Clinical Trials. Statements made in December 2019 by the Deputy Assistant Attorney General Arun Rao identified clinical trial fraud as one of four key areas of enforcement focus by the Consumer Protection Branch of the DOJ, which warrants compliance attention. One panelist noted that the Consumer Protection Bureau is one that uses cutting edge data analysis to ferret out fraud, and that recent cases include single PI, single site fabricating subjects and subject data; CRC and investigator fabricating subjects and subject data in a group of related sites; and the highly risky situation of subjects that should have been excluded from a trial, receiving IMP.

All in all, experts recommend that pharma regularly check its “outlier” data coming from investigative sites for potential fraud (a CRO informing a pharma company of an outlier is how one case was uncovered); to routinely check participant addresses for their validity; and consider not conducting research in geographical areas that show up as non-compliant or higher risk in a heat map exercise. Ultimately, the question from the DOJ will come down to the pharma sponsor, regardless if the study was outsourced, “could you or should you have known of violation by looking at the data?”

Other Fraud Risks. Overall, there are other potential healthcare areas that the DOJ will be examining coming out of COVID.

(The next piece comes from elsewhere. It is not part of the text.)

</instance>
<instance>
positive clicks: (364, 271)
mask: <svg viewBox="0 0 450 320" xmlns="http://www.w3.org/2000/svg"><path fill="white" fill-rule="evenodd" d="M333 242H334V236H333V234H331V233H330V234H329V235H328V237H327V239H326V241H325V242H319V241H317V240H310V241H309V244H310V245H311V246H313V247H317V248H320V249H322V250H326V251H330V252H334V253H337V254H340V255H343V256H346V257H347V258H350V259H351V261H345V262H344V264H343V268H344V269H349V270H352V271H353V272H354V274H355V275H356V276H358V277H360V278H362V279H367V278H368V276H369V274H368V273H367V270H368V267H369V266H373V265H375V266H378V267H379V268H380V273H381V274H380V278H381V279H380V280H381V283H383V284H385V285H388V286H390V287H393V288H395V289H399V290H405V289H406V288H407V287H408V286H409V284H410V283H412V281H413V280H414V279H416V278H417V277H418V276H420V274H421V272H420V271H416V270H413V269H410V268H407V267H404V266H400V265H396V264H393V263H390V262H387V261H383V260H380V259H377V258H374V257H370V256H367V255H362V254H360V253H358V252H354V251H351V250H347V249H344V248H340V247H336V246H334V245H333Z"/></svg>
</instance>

Telehealth. Because of regulatory and insurance coverage changes around telehealth, the DOJ anticipates that fraudulent activity has occurred. One panelist noted, “We aren’t knocking telehealth and its' helpfulness, but it does carry a higher compliance burden. If it’s a big part of your business plan, make sure it’s compliant.”

COVID. There will be an expected uptick in direct COVID-related activities such as PPE or PPP grants; testing and vaccination fraud and people misusing COVID funds. Most of these will be criminal cases and will evolve as retrospective information comes to light.